Selvy recommends people arrive at 7:30 p.m. when the doors first open so they can get in before it sells out, and she said that moviegoers need to park in the Colorado Mountain College lot across the street and walk over to the brewery. “All cars in the lot behind the brewery will be booted or towed at the owner’s expense, as no one is allowed to park there anymore,” she said.

‘His life was a tribute’

The film includes footage from Hokkaido, Japan; a yurt in Montana’s Beartooth Mountains; the Tordrillo Mountains in Alaska; Wrangell St. Elias National Park and Preserve; the Tetons and the Salt River Wind Range in Wyoming; and Snowy Mountain Lodge in British Columbia.

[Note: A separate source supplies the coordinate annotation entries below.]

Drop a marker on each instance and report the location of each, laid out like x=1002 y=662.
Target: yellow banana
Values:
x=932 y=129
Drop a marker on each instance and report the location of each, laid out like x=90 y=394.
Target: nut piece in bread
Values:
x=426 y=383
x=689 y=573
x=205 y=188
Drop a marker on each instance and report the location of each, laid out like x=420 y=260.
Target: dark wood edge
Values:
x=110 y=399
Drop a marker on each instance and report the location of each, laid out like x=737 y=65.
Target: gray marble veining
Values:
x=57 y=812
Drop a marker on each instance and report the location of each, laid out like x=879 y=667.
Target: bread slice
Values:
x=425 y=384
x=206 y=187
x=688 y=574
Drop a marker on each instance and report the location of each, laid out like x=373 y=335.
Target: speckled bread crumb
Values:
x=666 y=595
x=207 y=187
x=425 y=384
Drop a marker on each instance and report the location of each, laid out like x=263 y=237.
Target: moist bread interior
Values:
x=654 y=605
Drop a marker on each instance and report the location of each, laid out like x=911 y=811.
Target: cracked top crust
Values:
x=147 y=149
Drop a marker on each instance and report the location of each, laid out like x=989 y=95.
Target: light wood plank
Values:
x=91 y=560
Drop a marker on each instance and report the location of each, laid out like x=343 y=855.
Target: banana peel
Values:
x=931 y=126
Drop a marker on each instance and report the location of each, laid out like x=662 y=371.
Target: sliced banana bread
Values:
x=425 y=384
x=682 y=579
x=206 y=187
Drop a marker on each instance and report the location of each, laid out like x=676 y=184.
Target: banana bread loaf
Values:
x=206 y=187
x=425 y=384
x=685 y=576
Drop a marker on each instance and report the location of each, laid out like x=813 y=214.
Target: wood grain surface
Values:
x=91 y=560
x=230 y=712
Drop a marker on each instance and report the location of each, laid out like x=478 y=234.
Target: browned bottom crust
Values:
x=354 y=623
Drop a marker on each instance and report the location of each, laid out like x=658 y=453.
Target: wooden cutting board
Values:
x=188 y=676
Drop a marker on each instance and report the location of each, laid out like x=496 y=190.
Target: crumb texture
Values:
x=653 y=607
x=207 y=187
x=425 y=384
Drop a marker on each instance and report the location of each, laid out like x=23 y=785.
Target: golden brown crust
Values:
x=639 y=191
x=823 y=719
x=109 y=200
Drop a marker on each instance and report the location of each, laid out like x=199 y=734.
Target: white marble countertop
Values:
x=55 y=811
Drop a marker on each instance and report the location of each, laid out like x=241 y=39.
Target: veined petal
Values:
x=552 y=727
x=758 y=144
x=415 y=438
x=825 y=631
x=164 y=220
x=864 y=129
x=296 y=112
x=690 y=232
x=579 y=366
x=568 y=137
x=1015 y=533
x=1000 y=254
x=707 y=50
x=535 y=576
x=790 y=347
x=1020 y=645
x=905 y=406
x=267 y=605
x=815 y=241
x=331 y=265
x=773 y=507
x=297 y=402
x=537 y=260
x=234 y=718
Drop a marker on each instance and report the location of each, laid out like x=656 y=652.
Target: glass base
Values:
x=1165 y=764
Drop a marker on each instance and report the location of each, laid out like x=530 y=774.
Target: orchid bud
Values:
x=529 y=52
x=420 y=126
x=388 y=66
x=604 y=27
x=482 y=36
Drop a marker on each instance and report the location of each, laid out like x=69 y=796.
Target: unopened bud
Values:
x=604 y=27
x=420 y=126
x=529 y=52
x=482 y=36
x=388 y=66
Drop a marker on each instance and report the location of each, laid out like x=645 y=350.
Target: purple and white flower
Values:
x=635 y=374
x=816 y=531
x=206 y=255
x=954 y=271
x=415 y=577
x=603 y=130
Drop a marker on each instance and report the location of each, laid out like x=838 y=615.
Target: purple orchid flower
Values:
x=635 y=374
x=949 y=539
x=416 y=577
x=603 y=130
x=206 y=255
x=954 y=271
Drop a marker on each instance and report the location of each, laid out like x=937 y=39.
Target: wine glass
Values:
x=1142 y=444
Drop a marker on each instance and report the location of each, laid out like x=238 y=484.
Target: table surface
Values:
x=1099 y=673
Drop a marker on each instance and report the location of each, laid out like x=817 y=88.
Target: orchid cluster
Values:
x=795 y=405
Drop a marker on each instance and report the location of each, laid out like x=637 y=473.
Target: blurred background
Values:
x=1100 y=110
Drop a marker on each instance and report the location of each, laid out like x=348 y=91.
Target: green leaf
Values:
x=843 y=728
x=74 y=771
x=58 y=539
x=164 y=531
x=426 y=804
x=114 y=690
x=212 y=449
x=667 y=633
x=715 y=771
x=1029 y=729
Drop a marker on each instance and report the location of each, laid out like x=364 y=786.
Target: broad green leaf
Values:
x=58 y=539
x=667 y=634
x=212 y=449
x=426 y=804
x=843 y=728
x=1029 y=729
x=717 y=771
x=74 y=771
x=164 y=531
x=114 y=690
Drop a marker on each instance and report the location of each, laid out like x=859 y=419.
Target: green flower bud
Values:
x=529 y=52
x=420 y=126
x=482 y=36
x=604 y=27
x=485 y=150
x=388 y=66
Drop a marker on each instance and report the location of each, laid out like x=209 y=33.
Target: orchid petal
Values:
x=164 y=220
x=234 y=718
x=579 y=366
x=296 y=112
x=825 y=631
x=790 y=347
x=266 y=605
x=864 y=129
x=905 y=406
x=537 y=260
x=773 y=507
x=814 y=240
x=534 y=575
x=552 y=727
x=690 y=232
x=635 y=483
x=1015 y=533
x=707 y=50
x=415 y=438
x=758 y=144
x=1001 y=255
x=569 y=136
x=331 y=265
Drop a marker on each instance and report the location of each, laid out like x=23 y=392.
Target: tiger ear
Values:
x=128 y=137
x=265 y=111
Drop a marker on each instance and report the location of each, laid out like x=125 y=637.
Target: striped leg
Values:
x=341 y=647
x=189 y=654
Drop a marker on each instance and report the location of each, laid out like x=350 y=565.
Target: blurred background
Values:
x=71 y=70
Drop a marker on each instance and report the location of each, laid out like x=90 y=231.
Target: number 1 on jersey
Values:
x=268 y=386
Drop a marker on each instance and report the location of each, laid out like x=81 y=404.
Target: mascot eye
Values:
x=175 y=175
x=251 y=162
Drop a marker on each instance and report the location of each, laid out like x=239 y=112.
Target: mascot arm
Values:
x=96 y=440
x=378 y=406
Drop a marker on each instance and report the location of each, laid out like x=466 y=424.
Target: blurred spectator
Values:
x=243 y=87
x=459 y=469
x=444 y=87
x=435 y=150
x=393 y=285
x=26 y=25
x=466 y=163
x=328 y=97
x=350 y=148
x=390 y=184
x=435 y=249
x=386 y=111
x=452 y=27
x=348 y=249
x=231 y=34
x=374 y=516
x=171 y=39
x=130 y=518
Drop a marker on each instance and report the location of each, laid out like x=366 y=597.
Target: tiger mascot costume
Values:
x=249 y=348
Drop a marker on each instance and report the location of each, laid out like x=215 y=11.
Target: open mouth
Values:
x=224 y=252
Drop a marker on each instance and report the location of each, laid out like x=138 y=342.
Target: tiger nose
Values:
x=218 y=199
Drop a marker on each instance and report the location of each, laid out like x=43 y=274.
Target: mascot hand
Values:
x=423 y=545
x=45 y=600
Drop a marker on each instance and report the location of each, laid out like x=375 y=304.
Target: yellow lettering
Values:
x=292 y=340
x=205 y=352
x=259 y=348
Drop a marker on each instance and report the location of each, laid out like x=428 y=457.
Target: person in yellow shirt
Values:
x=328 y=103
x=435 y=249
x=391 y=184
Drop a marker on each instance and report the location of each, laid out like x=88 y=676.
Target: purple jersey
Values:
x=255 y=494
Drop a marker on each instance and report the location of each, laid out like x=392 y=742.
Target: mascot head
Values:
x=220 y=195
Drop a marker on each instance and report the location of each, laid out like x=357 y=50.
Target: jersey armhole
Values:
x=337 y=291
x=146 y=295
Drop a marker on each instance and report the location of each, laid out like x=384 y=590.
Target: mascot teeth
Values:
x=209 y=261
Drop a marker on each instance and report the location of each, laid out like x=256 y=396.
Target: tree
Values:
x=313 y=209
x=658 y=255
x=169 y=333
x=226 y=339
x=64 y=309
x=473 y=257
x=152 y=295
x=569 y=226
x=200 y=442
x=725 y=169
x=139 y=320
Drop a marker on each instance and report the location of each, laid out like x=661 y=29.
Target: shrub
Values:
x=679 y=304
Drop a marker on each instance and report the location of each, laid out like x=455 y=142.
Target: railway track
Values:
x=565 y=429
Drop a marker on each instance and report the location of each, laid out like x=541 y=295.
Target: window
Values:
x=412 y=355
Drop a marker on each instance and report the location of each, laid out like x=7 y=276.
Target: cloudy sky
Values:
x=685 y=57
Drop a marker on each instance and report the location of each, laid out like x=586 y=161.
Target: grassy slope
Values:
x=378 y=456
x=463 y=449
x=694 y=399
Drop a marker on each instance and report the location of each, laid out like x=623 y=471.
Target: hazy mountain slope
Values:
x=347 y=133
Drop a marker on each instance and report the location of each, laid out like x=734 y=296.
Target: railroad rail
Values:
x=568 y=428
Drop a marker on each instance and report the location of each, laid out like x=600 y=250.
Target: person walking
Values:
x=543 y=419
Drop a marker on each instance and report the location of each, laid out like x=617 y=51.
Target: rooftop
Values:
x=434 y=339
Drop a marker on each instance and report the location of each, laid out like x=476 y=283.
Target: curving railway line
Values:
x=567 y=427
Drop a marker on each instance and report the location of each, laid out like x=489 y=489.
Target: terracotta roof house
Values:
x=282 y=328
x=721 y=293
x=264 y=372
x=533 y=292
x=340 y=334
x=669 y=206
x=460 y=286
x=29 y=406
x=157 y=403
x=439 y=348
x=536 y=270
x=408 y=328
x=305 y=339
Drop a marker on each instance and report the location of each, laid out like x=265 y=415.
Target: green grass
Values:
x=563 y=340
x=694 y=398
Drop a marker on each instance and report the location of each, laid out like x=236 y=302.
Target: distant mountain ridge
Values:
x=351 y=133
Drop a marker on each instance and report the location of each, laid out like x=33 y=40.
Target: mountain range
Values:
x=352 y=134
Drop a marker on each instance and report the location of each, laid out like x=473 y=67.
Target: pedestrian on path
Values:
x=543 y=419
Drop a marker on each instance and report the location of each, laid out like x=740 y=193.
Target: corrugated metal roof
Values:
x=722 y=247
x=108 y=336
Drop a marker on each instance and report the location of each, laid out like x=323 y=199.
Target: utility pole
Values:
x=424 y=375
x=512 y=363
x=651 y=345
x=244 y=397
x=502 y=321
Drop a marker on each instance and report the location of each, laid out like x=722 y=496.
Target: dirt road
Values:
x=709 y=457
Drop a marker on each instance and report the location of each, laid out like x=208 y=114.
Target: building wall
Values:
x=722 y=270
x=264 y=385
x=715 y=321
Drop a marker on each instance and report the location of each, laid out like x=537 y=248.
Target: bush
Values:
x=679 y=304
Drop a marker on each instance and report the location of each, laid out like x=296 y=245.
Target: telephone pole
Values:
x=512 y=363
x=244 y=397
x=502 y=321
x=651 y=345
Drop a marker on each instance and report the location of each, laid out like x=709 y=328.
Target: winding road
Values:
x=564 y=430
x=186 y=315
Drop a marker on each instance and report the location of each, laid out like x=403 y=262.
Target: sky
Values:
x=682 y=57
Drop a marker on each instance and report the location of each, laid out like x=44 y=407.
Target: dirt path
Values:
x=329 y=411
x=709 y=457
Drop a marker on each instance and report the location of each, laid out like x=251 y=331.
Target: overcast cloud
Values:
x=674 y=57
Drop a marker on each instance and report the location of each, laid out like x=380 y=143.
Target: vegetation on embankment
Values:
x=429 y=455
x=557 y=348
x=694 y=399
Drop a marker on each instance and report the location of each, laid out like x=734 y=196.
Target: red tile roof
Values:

Athletes in the film include Eric Balken, Will Cardamone, Megan Michelson, Dan Abrams, Carston Oliver, Ben Nobel, Alyssa Larson, Andrew McLean, Thomas Gaisbacher, Noah Howell, Paul Kimbrough, Kalen Thorien, Ian Provo, Riley Leboe and Geoff McAndrews. JP Auclair, a Canadian freestyle skier and one of National Geographic’s 2014 Adventurers of the Year, is also in the film. Auclair died in an avalanche in Patagonia on the border between Chile and Argentina at the end of September along with Andreas Fransson, a premiere steep skier who had first descents around the world. The skiers were being filmed for a new project called Apogee, a word which is defined as the highest point.

“Some Thing Else” filmmakers consider themselves lucky to have spent time with Auclair.

“We were lucky as hell to get to tag along on a trip to BC with one of the most talented and influential skiers ever,” said Noah Howell, who owns Powerwhore Productions with his brother, Jonah. “Snow conditions weren’t ideal, but JP was ramped up to get out and ski every day in negative-20 degree temps. His attitude was genuine and caring and he was a team player all the way.”

There’s no tribute to Auclair in the film, as he died after the movie was released.

“We’re glad we got to meet him and ski with him, unfortunately it was in the last season of his incredible life,” Howell said. “His death occurred after our film was already wrapped up and DVDs in hand, so there is no tribute. His life was a tribute to his life.”

‘The main concern’

Auclair’s death is a reminder of how dangerous backcountry skiing can be. In the trailer for “Some Thing Else,” there’s footage of a crown from an avalanche that was triggered while filming in Alaska.

“It was a close call,” Howell said. “Avalanche safety is very important to us whenever we are out in the mountains whether filming or not. It’s really the main concern; good snow and good shots are all secondary.”

Though one might think it’s a challenge to keep the films fresh, year in and year out, even though they focus on the same general theme, Howell said that’s actually not too hard.

“We try and find new characters, locations and stories to tell,” he said. “There are so many fascinating things happening in the backcountry on so many different types of gear that it’s not a difficult task.”

And sometimes those in the film come directly to the film crew, as was the case with Geoff McAndrews in the Salt River Range in Wyoming, which ended up being Howell’s favorite segment of the film.

“I really enjoy watching it with the audience and hearing the reactions,” Howell said. “He emailed us inviting us out to his ‘hut’ and we took a chance to go film him. What happened was so bizarre and unique that it left us speechless, and only watching the segment can display this character accurately.”

The amount of time the crew spent filming in each place varied greatly, Howell said.

“But it seems like two weeks is the magic number,” he said. “If you give yourself that much time, you have good odds of getting some good snow and enough skiing to complete a nice segment.”

Powderwhore is halfway through its tour of the western U.S., Howell said.

“The film seems to have been enjoyed by most,” he said. “I do think it’s our best work yet and that sentiment has been expressed to us from most of Powderwhore Nation.”